Sim, mas entendo que o verdadeiro espiritismo sempre fez isso. As palavras originais de Jesus (Fonte “Q”) falam de sabedoria e espiritualidade, e nunca da religião e pseudo-história acrescentada depois. Esta sabedoria sobreviveu às adulterações da Bíblia, e foi este lado que Kardec e interpretou à luz da doutrina. Entendo que se o codificador, universalista como era, vivesse na Índia, teria escrito o “Baghavad Gitá Segundo O Espiritismo”, e estaria mais interessado na essência da sabedoria de Krishna do que em discutir se este tinha pele branca ou azul.
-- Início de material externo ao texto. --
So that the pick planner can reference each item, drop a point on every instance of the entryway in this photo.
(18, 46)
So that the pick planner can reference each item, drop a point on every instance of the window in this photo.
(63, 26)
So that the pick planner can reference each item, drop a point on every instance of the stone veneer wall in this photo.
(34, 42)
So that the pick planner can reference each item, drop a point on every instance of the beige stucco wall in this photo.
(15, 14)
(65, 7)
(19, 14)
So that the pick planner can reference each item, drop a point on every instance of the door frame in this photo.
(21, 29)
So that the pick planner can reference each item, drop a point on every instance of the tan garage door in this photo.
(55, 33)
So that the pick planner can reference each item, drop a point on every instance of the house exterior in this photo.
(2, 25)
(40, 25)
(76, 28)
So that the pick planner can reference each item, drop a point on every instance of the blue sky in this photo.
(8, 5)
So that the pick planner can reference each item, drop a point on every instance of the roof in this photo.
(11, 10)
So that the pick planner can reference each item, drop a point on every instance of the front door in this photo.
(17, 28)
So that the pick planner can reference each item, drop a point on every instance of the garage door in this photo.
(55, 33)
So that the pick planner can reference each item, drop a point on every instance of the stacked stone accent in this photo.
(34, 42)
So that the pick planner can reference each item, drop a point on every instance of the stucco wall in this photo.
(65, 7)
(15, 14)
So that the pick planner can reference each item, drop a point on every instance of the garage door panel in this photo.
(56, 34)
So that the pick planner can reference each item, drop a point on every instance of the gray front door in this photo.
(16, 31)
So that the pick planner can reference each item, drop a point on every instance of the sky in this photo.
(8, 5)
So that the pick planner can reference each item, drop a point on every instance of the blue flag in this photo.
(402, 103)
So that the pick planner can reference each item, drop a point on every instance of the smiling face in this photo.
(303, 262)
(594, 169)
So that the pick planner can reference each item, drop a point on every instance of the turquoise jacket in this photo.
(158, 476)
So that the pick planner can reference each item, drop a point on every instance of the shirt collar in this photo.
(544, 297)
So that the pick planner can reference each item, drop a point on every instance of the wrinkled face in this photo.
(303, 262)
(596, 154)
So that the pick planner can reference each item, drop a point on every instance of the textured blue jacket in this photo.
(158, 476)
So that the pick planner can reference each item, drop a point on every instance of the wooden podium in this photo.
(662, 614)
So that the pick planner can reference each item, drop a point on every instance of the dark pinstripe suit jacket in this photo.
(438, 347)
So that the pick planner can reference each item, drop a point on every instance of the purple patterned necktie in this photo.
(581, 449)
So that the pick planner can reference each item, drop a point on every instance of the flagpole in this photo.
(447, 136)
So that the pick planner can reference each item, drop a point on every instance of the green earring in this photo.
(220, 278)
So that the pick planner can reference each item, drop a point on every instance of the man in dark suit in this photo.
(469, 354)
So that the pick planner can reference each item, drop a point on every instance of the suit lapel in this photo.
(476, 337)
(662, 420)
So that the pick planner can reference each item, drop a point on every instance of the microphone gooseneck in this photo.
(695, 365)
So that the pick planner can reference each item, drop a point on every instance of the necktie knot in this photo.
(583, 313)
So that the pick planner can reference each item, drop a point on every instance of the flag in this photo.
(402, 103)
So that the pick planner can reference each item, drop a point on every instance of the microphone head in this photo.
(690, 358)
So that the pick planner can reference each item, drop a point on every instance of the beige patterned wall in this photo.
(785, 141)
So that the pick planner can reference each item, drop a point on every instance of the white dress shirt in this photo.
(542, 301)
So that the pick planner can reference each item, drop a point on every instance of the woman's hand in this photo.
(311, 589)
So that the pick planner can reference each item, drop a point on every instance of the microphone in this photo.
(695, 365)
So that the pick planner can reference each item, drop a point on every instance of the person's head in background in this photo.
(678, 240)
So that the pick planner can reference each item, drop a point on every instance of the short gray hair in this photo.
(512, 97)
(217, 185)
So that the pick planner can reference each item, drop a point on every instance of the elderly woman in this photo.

Não é culpa do espiritismo em si, mas algumas pessoas confundem o dogma católico que aprenderam na infância com a essência de Deus, criando em algumas casas um “neo-catolicismo mediúnico reencarnacionista”, que também tem sua utilidade evolutiva – e falo isso pensando em minha própria mãe! – mas não pode ser confundido com a própria palavra de Jesus ou de Kardec.

Como é possível mantermos nossa fé após sabermos de tantas controvésias sobre a vida de Jesus?

A pesquisa precisa haver, para não cairmos em novas mistificações. Já a fé e espiritualidade são conceitos interiores, intransferíveis e inquestionáveis. Filmes assim nos perguntam se o Espírito Crístico que experimentamos está mesmo baseado no coração, ou em alguma história exterior. Aliás, todo alto clero passa por este questionamento, em algum momento de sua carreira.

Entendo que há toda uma egrégora e espiritualidade atuando há séculos, evolutivamente, em nome de Jesus Cristo e sua mensagem. O bem que este movimento faz independe da verdade histórica, ou de erros passados de dirigentes religiosos. Alguns espiritualistas preferem separar o “Jesus” da história, grande homem e médium; de “Cristo”, a verdade espiritual que ele nos trouxe. Eu concordo: em todas as religiões, o que se faz em nome de Cristo é bom, e não pode ser afetado pelo que se fez de mentiras em nome de Jesus. Se simples fatos históricos ou ficções policiais abalarem nossa fé, devemos questionar se não havia um dogma eclipsando nossa verdadeira essência espiritual.